Гордон скрутил лестницу и положил ее на место, а затем закрыл за собой дверь, отсекая лунный свет, падавший со стороны каньона. Ближний конец туннеля погрузился во мрак. Американец шепотом приказал своему напарнику затаиться и ждать. Афридию ничего не оставалось делать, как, тихо ругаясь себе под нос, выполнить распоряжение Аль-Борака, который умел настоять на своем. В данном случае Гордон был уверен, что от одного разведчика в этом узком коридоре будет никак не меньше пользы, чем от двоих. Итак, Яр Али-хан занял позицию за выступом в стене туннеля и взял винтовку наперевес, а Гордон скользнул вперед — сначала по туннелю, а затем по дну узкой трещины в гигантской скале.
Как бы ни был узок и глубок этот разлом, какая-то часть лунного света все же проникала к его дну, отражаясь от каменных стен. Гордону, с его кошачьим зрением, вполне хватало этого освещения.

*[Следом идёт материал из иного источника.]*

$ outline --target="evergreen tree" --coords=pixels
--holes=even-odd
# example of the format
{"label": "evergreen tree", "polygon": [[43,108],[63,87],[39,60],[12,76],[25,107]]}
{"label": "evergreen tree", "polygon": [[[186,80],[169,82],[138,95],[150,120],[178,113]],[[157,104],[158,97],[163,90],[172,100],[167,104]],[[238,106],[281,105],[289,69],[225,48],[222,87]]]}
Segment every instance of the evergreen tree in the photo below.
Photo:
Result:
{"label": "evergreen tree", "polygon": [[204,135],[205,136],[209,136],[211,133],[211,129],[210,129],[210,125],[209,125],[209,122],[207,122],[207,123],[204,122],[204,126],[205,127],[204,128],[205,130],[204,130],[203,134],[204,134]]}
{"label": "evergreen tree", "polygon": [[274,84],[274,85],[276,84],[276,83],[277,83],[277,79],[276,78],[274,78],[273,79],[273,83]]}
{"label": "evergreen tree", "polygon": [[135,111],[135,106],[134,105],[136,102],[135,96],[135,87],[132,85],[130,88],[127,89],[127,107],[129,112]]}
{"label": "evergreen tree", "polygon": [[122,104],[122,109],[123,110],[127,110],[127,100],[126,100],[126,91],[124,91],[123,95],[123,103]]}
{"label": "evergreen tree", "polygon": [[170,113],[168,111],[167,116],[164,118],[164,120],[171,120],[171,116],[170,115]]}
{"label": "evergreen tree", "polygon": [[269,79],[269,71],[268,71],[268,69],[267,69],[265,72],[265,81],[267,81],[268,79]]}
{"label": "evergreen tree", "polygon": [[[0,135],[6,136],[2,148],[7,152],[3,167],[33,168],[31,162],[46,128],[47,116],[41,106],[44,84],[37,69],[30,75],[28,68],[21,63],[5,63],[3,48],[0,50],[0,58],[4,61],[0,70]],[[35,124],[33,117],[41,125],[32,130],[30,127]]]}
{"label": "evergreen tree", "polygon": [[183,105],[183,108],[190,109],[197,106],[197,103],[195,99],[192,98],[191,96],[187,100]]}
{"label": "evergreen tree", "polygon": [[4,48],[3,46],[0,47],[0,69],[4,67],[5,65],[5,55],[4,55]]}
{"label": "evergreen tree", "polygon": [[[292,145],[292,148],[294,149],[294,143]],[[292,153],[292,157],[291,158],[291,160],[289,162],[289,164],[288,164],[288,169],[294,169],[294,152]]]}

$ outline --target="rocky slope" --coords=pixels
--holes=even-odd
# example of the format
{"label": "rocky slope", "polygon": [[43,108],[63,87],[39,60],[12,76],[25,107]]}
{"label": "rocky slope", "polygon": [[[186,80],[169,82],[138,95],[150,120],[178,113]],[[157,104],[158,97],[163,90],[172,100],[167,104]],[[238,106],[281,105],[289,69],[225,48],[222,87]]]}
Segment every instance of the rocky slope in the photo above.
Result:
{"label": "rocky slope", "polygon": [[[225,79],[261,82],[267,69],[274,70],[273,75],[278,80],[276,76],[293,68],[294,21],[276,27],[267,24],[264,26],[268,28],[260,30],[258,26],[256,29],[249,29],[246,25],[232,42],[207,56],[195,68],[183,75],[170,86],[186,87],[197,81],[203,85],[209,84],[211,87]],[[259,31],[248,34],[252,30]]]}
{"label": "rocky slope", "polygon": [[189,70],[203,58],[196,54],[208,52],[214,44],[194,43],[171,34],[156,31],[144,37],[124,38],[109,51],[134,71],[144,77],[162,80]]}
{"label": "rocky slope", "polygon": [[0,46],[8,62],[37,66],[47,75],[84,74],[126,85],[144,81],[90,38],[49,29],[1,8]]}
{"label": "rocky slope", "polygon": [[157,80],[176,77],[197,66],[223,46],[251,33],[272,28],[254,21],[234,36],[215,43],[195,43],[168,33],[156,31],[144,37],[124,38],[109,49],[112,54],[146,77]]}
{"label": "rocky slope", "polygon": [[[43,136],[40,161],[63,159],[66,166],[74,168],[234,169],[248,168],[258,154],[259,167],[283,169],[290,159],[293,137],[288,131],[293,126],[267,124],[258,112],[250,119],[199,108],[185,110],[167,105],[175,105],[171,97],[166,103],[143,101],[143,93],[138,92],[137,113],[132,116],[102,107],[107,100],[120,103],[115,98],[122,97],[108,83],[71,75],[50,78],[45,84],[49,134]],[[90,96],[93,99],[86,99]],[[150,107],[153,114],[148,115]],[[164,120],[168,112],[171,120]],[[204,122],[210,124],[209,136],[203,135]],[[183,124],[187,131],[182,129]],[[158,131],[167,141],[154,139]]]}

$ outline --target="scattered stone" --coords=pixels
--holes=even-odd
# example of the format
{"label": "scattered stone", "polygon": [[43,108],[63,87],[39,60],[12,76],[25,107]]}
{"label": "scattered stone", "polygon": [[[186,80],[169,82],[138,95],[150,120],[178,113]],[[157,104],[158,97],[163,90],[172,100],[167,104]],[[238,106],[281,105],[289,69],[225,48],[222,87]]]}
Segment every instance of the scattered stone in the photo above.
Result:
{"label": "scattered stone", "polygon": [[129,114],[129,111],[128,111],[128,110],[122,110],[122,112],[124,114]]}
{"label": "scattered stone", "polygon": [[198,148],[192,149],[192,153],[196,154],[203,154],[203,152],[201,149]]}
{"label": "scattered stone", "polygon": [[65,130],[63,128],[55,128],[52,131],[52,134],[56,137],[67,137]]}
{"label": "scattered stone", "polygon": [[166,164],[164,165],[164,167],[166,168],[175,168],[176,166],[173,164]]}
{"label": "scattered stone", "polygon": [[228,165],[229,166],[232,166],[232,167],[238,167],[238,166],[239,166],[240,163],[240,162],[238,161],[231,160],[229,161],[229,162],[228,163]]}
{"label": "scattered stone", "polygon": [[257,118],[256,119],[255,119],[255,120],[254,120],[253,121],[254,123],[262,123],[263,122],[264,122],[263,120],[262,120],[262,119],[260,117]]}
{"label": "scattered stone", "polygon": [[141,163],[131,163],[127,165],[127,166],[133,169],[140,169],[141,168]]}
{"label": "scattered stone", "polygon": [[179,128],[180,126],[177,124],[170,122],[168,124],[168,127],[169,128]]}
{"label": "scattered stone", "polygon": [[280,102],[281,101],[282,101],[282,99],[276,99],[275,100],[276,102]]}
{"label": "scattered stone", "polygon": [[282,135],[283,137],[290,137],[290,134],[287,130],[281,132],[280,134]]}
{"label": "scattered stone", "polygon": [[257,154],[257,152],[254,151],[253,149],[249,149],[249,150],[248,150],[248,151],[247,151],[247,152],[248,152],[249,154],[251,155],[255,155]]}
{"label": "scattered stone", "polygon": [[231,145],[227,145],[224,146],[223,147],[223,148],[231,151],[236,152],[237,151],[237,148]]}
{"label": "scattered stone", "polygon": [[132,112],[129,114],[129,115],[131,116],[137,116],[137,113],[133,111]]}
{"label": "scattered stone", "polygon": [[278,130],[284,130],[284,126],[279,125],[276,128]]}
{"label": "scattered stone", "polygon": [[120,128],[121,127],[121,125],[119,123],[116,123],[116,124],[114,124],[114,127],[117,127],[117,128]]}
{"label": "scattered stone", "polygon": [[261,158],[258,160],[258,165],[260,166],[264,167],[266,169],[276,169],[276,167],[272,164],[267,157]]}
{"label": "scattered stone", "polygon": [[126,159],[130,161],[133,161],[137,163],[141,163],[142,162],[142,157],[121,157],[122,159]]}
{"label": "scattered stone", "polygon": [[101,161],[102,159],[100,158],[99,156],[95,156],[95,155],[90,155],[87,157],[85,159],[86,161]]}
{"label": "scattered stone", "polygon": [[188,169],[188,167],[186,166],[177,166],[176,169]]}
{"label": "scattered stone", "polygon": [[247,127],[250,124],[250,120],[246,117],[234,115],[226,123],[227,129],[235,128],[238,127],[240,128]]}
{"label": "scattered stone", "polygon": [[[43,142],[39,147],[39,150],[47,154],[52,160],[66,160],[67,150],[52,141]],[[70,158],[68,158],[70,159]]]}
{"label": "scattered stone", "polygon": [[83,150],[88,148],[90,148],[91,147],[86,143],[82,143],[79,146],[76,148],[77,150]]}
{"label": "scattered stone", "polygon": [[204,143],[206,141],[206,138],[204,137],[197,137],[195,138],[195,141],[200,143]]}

Не успел он добраться до угла, как звук шагов предупредил его о приближении к повороту какого-то человека. Гордон едва успел прильнуть к стене, распластавшись вдоль нее и чуть присев, чтобы не быть замеченным сразу, как из-за угла появился часовой. Стражник шел ленивой походкой человека, выполняющего рутинную, привычную работу, уверенного в ее формальности и в неприступности доверенного ему поста. Как все монголы, он был крепко сложен и кривоног, на его квадратном, медного цвета лице зловеще сверкали глаза и выделялась темная полоска похожего на старый тонкий шрам рта. В общем, такой «красавец» немногим отличался от демонов, какими их описывают легенды горных племен. Он шел, переваливаясь на кривых кавалерийских ногах, держа в руках тяжеленное ружье.
Он как раз поравнялся с притаившимся Гордоном, когда какой-то неосознанный инстинкт подал ему сигнал опасности. Круто повернувшись, он оскалился в гримасе ненависти и резким движением дернул вверх опущенный до того ствол оружия. Но едва лишь часовой стал разворачиваться, Гордон уже бросился ему навстречу, словно резко отпущенная стальная пружина, и, прежде чем ствол ружья поднялся на нужную высоту, палаш американца уже успел взмыть в воздух и обрушиться вниз. Монгол рухнул на пол, как заколотый бык; череп его был рассечен мощным ударом от макушки до челюсти.
Гордон замер на месте, напряженно прислушиваясь. Судя по ничем не нарушаемой тишине, никто не услышал шума короткой схватки. Подождав еще немного, американец условным свистом позвал Яр Али-хана, который не замедлил примчаться бесшумными прыжками — возбужденный, готовый в любую секунду вступить в бой.